Swarm-NG: integration of an ensemble of N-body systems

July 29th, 2010

The Swarm-NG package helps scientists and engineers harness the power of GPUs. In the early releases, Swarm-NG will focus on the integration of an ensemble of N-body systems evolving under Newtonian gravity. Swarm-NG does not replicate existing libraries that calculate forces for large-N systems on GPUs, but rather focuses on integrating an ensemble of many systems where N is small. This is of particular interest for astronomers who study the chaotic evolution of planetary systems. In the long term, we hope Swarm-NG will allow for the efficient parallel integration of user-defined systems of ordinary differential equations.

HOOMD-blue 0.9.0 released

May 20th, 2010

HOOMD-blue stands for Highly Optimized Object-oriented Many-particle Dynamics — Blue Edition. It performs general-purpose particle dynamics simulations on a single workstation, taking advantage of  NVIDIA GPUs to attain a level of performance equivalent to dozens of processor cores on a fast cluster.

HOOMD-blue 0.9.0 is a major new release. Highlights include:

  • Support for Fermi generation GPUs
  • Performance enhancements
  • New pair potentials
  • Particle data is now accessible from hoomd scripts
  • Binary format dump files for simulation restarts
  • Numerous small enhancements to enable easily restartable jobs
  • 2D simulations are now possible
  • Integration methods can now be applied to specified groups of particles
  • All IMD commands issued by VMD are now understood
  • and more

HOOMD-blue 0.9.0 is available for download under an open source license.

CLyther 0.1 Beta Released

April 25th, 2010

GeoSpin has released the first version of CLyther for beta testing. Please visit the CLyther SourceForge website for more information.  CLyther enables developers to seamlessly write GPGPU code completely in python with no additional syntax. CLyther’s core driver contains a python compiler to convert Python functions and types to OpenCL during runtime.

CLyther currently only supports a subset of the Python language definition but adds many new features to OpenCL such as:

  • OpenCL interface similar to PyOpenCL
  • Dynamic compilation of OpenCL code at runtime
  • Fast prototyping of OpenCL code
  • Create OpenCL code using the Python language definition
  • Passing functions as arguments to OpenCL kernels
  • Pure Python emulation mode of kernel functions

Read the rest of this entry »

Thrust v1.2 Released

March 23rd, 2010

Version 1.2 of Thrust, an open-source template library for developing CUDA applications, has been released. Modeled after the C++ Standard Template Library (STL), Thrust brings a familiar abstraction layer to the realm of GPU computing. This version adds several new features, including:

The Thrust web page provides a quick-start guide, online documentation, many examples and introductory slides. Thrust is open-source software distributed under the OSI-approved Apache License v2.0.

Yellow Dog Enterprise Linux for CUDA

March 9th, 2010

Yellow Dog Enterprise Linux for CUDA (YDEL for CUDA) is an open source, Linux operating system built for faster, easier, and more reliable GPU Computing. YDEL for CUDA, released and supported by Fixstars, goes beyond the basic Linux OS and integrates support for GPUs, NVIDIA CUDA, and GPU development tools.

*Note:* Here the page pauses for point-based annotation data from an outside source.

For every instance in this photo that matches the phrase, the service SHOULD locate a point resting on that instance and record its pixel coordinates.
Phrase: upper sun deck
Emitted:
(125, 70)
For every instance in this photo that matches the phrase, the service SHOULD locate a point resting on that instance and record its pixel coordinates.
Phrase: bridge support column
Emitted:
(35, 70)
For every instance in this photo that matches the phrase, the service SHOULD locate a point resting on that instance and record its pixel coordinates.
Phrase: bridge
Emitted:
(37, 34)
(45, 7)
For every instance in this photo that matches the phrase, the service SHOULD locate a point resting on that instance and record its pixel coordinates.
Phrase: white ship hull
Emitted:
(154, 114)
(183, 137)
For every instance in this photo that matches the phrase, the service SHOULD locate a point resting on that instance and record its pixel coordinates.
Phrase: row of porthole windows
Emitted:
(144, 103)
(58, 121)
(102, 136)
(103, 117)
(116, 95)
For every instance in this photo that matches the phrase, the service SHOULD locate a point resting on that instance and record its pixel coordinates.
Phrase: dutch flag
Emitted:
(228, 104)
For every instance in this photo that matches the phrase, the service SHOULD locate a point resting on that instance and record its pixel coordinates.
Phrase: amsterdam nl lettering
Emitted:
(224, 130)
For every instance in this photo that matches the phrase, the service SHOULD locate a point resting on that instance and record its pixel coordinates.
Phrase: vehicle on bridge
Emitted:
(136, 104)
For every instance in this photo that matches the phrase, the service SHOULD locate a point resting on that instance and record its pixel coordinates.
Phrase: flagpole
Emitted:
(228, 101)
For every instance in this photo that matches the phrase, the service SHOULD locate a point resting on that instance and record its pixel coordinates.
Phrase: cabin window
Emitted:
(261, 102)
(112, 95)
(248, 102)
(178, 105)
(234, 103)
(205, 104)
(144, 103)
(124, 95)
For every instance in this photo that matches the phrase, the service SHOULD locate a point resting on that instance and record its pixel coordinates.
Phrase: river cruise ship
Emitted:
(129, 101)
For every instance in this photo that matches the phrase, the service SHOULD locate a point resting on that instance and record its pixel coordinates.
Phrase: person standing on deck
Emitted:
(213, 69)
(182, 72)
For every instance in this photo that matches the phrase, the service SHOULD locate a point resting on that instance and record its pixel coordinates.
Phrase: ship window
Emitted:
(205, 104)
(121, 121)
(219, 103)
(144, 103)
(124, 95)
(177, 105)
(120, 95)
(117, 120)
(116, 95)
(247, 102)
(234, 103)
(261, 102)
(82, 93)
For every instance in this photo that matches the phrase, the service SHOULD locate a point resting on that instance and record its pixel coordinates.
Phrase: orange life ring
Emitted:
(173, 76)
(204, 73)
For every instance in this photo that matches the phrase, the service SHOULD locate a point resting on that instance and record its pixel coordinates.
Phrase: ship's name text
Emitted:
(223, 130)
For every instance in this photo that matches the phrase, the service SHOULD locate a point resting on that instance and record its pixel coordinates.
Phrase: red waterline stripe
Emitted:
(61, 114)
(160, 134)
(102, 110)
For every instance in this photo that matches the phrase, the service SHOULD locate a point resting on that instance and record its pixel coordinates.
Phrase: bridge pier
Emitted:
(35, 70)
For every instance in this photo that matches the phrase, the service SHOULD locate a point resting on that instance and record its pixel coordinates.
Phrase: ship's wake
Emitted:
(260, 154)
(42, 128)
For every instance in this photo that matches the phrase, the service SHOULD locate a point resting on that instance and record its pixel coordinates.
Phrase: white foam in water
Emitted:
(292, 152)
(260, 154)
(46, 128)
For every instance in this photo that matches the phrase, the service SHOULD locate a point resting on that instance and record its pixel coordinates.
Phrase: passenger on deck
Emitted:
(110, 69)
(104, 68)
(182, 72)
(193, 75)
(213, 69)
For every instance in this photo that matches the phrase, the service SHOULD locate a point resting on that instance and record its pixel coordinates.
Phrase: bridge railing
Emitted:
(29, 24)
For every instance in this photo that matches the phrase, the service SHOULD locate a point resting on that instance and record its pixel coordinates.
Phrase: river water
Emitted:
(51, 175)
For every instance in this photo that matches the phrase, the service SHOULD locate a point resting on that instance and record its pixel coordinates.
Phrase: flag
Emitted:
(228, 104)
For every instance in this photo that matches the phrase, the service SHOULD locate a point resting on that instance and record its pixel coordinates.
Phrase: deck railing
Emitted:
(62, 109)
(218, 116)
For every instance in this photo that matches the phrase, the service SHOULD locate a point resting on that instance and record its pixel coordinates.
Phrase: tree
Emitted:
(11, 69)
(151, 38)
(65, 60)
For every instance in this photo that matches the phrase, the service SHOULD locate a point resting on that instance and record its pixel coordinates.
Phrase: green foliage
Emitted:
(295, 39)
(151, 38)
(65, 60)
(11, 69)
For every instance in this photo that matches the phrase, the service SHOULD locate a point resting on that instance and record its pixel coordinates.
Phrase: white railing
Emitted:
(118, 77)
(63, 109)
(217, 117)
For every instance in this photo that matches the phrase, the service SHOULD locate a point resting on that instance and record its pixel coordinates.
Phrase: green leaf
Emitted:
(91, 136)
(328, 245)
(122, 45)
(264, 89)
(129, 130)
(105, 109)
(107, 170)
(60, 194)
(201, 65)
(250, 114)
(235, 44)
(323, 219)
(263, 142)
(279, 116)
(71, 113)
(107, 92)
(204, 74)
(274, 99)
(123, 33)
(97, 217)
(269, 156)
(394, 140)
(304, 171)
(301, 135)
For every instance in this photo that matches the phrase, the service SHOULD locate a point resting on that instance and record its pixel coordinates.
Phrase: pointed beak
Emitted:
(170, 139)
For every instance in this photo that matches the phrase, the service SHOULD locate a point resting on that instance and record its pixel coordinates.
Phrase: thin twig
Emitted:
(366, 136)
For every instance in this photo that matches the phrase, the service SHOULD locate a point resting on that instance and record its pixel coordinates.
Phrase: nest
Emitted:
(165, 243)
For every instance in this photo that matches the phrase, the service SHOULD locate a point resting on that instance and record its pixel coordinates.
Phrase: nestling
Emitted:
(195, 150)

From the YDEL for CUDA website:

Key benefits of Yellow Dog Enterprise Linux for CUDA:

  • YDEL for CUDA users can experience up to a 9% performance improvement in some applications.
  • Comprehensive support is offered to paid subscriptions with our skilled team able to assist you with both Linux and CUDA.
  • YDEL’s unparalleled integrations means everything you need to write and run CUDA applications is included and configured.
  • YDEL includes multiple versions of CUDA and can easily switch between them via a setting in a configuration file or an environment variable.
  • Never worry about updates affecting your system, Fixstars offers YDEL users greater reliability with our strenuous test procedures that validate GPU computing functionality and performance.

For more information, visit the YDEL for CUDA website.

CLyther = Python + OpenCL

March 9th, 2010

CLyther is an under-development python tool for OpenCL similar to Cython for C. CLyther is a python language extension intended to make writing OpenCL code as easy as Python itself. CLyther currently only supports a subset of the Python language definition but adds many new features for OpenCL.

CLyther exposes both the OpenCL C library and language to python. It’s features include:

  • Fast prototyping of OpenCL code.
  • OpenCL kernel function creation using the Python language definition.
  • Strong OOP programming in OpenCL code.
  • Passing functions as arguments to kernel functions.
  • Python emulation mode for OpenCL code.
  • Fancy indexing of arrays.
  • Dynamic compilation at runtime.

Read the rest of this entry »

Easy GPU programming with GMAC

March 1st, 2010

GMAC (Global Memory for ACcelerators) is a user-level library that implements an Asymmetric Distributed Shared Memory model to be used by CUDA programs. An ADSM model allows CPU code to access data hosted in accelerator (GPU) memory. In this model, a single pointer is used for data structures accessed both in the CPU and the GPU and the coherency of the data is transparently handled by the library. Moreover, the data allocated with GMAC can be accessed by all the host threads of the program. That makes your code simpler and cleaner. GMAC currently supports programs programmed with CUDA, but OpenCL support is planned.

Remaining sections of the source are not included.